As I cleaned up the rotten tomatoes, a red potato peeked at me from the ground. I haven’t planted potatoes for at least two years, so these guys are a delightful surprise this summer. A few weeks back, I stumbled upon a lone cantaloupe, another volunteer thanks to a compost pile that doesn’t heat up enough to kill seeds. These finds make the weeds from the same compost pile entirely worth it. These are gifts from the earth, reminders of summers gone by. Numerous volunteer tomato plants grace the edges of the compost pile behind our garage, giving gifts freely without care from anyone.

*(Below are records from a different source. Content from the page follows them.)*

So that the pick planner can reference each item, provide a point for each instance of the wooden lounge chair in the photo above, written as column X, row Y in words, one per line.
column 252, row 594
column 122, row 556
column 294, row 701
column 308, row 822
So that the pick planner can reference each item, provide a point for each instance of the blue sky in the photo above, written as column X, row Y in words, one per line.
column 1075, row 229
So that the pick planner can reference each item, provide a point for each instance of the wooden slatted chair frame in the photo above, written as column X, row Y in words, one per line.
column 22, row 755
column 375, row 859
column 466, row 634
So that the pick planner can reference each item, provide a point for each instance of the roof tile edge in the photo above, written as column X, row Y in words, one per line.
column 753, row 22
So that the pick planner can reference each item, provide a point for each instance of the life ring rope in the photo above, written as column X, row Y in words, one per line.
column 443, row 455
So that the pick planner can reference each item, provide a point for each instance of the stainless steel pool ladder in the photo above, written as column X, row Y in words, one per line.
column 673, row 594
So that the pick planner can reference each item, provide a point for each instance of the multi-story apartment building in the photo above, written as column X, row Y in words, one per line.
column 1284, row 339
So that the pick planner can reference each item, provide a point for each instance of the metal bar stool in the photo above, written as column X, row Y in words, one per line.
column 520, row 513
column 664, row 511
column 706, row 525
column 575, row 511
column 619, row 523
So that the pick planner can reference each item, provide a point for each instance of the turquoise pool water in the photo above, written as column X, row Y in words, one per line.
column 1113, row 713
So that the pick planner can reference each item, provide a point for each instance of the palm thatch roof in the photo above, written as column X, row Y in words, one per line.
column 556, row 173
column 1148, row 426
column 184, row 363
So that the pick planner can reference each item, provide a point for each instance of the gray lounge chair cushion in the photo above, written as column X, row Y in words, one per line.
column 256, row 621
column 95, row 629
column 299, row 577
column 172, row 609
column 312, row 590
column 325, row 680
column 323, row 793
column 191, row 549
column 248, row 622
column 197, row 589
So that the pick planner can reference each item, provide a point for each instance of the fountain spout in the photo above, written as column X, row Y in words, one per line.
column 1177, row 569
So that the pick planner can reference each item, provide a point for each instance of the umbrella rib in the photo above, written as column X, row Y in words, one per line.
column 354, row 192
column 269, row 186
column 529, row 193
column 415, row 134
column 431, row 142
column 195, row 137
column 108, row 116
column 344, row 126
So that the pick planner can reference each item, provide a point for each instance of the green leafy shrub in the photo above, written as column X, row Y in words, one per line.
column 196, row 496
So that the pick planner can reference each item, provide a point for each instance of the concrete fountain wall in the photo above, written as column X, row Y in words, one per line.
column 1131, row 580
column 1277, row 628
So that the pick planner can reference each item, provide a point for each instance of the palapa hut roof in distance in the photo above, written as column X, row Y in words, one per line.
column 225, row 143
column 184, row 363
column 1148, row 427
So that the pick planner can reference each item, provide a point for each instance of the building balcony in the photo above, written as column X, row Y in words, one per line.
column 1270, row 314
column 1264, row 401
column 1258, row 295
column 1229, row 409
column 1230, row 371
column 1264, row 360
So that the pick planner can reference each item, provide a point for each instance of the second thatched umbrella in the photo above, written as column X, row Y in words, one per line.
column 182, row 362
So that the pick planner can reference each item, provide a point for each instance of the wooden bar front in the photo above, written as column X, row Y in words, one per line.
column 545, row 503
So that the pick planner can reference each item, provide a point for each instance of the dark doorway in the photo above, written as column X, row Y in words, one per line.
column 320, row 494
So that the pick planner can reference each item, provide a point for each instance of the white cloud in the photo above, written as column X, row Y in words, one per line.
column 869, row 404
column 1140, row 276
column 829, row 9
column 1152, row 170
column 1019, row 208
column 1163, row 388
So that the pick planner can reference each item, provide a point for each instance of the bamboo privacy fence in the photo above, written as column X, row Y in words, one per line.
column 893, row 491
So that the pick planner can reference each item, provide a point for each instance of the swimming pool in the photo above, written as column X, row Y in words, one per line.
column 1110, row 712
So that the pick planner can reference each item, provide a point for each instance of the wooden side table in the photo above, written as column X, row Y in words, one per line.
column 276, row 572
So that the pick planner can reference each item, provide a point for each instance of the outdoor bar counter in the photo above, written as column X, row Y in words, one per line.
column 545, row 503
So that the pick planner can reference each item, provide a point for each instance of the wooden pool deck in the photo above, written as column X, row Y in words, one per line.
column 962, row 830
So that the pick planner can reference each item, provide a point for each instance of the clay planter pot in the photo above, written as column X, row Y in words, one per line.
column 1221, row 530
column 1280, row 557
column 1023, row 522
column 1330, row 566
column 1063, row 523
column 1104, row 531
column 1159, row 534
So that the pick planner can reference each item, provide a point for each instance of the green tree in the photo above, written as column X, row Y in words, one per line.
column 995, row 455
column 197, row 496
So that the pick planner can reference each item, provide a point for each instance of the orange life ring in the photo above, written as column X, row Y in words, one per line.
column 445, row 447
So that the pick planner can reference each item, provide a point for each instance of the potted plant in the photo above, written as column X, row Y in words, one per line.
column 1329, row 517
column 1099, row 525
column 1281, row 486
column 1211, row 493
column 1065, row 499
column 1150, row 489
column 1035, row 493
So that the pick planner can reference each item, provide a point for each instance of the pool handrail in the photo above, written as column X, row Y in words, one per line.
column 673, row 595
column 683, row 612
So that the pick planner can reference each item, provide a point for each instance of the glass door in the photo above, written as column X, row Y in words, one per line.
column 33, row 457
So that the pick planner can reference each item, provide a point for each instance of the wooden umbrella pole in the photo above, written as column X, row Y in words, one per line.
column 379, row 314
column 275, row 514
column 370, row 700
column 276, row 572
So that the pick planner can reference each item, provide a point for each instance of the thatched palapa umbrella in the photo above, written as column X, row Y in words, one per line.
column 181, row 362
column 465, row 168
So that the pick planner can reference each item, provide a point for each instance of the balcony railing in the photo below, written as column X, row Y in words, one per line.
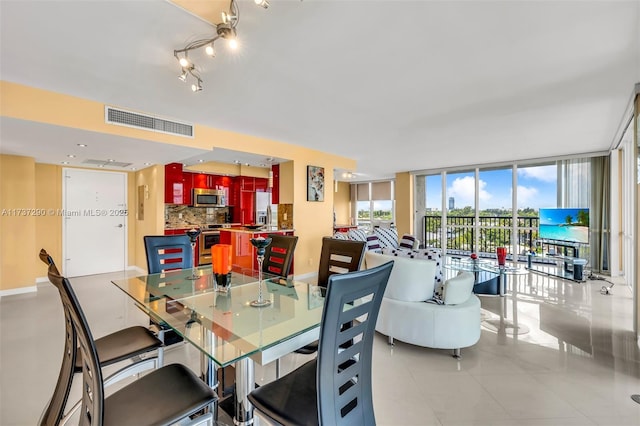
column 494, row 231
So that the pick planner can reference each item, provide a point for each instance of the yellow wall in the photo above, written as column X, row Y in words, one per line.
column 287, row 183
column 404, row 203
column 342, row 203
column 312, row 220
column 49, row 227
column 17, row 222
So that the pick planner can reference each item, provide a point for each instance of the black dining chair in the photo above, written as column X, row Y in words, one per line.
column 126, row 344
column 162, row 397
column 336, row 257
column 165, row 253
column 335, row 387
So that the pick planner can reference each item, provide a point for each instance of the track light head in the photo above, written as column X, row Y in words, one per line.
column 197, row 86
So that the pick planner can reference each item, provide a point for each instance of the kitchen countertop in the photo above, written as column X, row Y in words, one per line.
column 257, row 231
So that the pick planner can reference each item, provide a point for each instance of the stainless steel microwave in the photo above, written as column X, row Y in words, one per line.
column 209, row 198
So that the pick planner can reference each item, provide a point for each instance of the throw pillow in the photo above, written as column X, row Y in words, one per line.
column 388, row 236
column 357, row 235
column 373, row 244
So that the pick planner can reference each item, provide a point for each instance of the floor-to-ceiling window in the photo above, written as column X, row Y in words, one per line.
column 374, row 204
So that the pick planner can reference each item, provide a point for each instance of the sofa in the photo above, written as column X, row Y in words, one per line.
column 410, row 313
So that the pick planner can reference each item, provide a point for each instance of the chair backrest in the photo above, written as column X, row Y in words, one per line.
column 344, row 376
column 54, row 412
column 338, row 257
column 167, row 252
column 92, row 410
column 279, row 254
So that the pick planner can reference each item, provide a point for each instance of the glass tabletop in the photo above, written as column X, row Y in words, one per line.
column 224, row 325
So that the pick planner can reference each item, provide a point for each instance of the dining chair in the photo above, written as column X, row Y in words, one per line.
column 162, row 397
column 166, row 253
column 335, row 387
column 125, row 344
column 336, row 257
column 279, row 254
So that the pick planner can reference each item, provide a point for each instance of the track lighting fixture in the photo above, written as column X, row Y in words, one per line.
column 224, row 30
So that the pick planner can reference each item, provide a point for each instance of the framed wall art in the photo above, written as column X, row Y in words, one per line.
column 315, row 183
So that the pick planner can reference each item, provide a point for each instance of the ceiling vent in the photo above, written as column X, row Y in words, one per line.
column 122, row 117
column 104, row 163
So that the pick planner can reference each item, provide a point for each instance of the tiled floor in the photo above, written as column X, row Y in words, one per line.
column 552, row 352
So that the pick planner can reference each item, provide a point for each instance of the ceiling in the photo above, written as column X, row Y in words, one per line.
column 396, row 85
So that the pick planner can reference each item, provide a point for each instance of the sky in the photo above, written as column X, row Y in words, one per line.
column 536, row 188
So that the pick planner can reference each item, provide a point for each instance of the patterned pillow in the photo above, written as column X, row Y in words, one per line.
column 357, row 235
column 373, row 244
column 431, row 254
column 407, row 242
column 436, row 255
column 388, row 236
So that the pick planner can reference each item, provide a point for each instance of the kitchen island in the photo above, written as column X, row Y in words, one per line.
column 243, row 254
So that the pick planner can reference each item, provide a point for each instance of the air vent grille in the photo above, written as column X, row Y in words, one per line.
column 106, row 163
column 148, row 122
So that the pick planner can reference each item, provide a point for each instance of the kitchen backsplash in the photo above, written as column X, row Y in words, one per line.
column 177, row 216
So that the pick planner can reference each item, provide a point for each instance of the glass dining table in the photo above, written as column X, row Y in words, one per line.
column 225, row 327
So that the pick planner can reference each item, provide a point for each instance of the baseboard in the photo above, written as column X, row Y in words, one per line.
column 136, row 268
column 21, row 290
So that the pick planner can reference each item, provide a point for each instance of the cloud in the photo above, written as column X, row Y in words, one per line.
column 463, row 190
column 527, row 196
column 543, row 173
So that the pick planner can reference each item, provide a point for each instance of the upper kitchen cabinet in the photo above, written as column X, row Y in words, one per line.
column 177, row 184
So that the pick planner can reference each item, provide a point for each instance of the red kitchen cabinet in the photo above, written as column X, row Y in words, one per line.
column 177, row 184
column 261, row 184
column 275, row 191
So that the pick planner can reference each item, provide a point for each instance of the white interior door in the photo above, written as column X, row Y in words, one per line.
column 95, row 222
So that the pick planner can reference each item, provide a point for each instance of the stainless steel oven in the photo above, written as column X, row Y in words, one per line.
column 208, row 238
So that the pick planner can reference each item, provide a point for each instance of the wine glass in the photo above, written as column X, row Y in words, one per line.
column 260, row 244
column 193, row 234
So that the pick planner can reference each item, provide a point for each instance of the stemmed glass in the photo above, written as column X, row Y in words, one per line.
column 193, row 234
column 260, row 244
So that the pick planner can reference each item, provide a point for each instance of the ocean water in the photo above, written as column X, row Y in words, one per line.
column 578, row 234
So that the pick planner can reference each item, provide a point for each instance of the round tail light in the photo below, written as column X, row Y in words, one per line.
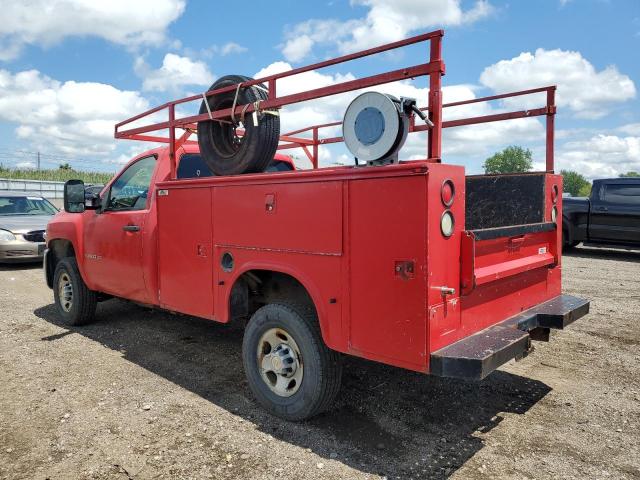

From rich soil came surprises. Some of what I planted with purpose and planning made took root and flourished, but the some of the best came from sheer neglect. As another homeschooling “school year” begins in two days, I feel the panic to finish preparing, to find the materials that will cause the best fruit to grow in my children. I’m knee deep in lesson planning sheets (largely blank) and curriculum and rather certain that it won’t all come together by Tuesday. Fortunately, the soil around here is rich, and the boys continue to grow and learn, plans completed or not. They have quite a bit in common with our surprise potatoes.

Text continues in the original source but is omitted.